Pointers as function returns does not get over-written as claimed

Question

There is a claim that this code right here would not return the correct "Sum" because of the preceding PrintHelloWorld() being executed and displacing the value that the pointer *ptr points to. However, I get the correct value each time I run it and even ran the PrintHelloWorld() function a dozen or more times right before the printing of *ptr.

So why is my code working and returning the value even though the pointer is pointing to a value that's been popped off the stack as claimed?

#include <stdio.h>
#include <stdlib.h>

void PrintHelloWorld()
{
    printf("Hello World\n");
}

int *Add(int *a, int *b)
{
    int c = (*a) + (*b);
    return &c;
}

int main()
{
    int a = 2, b = 4;
    int *ptr = Add(&a,&b);
    PrintHelloWorld();
    printf("Sum = %d\n", *ptr);

    return 0;
}

It is probably undefined behaviour. So it may do anything, including possibly giving you the result you expect. However, it may not *always* be the case. — user12205, Apr 19 '15 at 00:04
You're just getting lucky. If you call a function that uses many local variables, your sum is more likely to get overwritten. — JS1, Apr 19 '15 at 00:06
possible duplicate of [Can a local variable's memory be accessed outside its scope?](http://stackoverflow.com/questions/6441218/can-a-local-variables-memory-be-accessed-outside-its-scope) — Steve Fallows, Apr 19 '15 at 00:16

Iharob Al Asimi · Accepted Answer · 2015-04-19T00:23:15.210

2

That is called Undefined Behavior and it's undefined so anything can happen, you can't actually predict the behavior because it depends on the structure of the program and the running conditions of the same.

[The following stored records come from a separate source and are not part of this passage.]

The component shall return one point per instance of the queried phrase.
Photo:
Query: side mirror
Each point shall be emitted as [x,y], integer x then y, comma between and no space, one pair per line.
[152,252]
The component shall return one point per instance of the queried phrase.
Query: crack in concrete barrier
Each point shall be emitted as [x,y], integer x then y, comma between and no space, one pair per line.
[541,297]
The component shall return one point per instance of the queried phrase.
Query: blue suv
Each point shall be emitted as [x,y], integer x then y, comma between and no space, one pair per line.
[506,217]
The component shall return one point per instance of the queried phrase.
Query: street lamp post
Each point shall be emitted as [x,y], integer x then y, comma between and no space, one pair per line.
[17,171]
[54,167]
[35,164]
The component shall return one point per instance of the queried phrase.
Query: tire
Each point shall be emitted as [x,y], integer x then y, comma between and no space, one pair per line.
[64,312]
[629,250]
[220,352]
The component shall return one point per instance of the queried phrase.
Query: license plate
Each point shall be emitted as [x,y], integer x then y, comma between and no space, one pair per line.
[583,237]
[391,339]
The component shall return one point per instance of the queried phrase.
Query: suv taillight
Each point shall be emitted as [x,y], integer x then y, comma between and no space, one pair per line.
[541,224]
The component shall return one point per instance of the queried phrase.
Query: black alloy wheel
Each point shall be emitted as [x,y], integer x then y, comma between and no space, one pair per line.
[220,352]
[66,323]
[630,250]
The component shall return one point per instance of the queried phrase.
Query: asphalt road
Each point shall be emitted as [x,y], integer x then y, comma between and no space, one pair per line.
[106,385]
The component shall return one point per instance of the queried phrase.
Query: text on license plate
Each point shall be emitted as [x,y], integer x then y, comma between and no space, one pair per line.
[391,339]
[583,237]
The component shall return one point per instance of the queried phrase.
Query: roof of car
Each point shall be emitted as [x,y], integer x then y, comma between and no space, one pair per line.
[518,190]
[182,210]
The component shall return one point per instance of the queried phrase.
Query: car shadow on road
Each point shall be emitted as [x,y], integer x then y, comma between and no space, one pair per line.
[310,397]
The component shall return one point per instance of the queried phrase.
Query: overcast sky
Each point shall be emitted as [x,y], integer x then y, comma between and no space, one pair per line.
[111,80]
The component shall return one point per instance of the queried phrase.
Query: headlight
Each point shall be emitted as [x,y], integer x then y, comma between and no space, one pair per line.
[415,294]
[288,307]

If you enable compilation warnings, the compiler must warn you about the mistake, returning the address of local variables and trying to read it's content is undefined behavior, because it was already deallocated when you returned from the function.

Since it's undefined behavior, anything could happen, for example, it could work "correctly".

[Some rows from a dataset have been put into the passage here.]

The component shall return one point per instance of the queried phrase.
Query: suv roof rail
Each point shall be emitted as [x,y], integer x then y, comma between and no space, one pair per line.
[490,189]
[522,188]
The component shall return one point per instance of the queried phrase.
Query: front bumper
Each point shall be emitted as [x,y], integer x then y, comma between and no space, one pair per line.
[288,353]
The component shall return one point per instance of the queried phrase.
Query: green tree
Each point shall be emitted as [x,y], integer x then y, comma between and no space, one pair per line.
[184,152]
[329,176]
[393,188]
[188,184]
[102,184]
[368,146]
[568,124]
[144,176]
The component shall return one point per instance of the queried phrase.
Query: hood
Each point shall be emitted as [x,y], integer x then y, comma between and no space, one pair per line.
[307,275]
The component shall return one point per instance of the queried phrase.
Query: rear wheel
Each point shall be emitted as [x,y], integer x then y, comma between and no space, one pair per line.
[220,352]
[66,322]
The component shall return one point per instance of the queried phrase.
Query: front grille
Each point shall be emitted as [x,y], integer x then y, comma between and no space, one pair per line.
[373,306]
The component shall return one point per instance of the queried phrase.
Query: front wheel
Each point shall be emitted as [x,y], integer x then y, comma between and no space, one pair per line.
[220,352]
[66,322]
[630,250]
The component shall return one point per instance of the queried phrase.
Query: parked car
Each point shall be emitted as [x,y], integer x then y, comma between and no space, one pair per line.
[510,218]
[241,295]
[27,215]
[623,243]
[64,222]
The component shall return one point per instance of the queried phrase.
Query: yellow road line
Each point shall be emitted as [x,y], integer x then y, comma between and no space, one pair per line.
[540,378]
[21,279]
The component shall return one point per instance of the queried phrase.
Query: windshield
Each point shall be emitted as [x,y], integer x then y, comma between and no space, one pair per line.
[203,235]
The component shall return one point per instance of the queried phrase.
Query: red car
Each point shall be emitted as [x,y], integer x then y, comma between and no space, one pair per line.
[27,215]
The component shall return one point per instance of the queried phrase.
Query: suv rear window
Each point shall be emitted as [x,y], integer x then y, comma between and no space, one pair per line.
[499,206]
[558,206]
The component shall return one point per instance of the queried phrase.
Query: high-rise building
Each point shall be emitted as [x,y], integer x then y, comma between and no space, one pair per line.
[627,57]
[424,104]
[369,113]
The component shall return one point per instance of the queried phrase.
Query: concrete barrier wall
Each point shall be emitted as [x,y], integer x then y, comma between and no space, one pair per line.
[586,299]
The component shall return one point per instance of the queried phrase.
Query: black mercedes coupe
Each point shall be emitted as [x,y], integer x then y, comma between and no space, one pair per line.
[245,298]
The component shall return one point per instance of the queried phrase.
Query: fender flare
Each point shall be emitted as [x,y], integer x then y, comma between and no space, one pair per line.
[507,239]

You are returning the address of a local variable. The variable c where you store the result of *a + *b is local to the function Add() and it has automatic storage duration.

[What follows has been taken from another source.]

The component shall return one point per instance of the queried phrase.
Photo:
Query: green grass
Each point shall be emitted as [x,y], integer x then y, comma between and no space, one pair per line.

That means that, when the function returns, it gets deallocated. Since you returned the address to it, and it was deallocated, trying to print it will just output garbage.

Try this and see

int *Add(int a, int b, int *c)
 {
    *c = a + b;
    return c;
 }

and then in main()

int main()
 {
    int a = 2, b = 4, c, *ptr;
    ptr = Add(a, b, &c);
    printf("Sum = %d\n", *ptr);

    return 0;
 }

as you can see, you passed c's address and modified it inside the Add() function.

The c variable is local to main() so passing it's address to Add() modifiying it, and then reading it in main() is perfectly ok because in main() it's still valid.

It gets deallocated only when it gets out of scope, which didn't happen in this case.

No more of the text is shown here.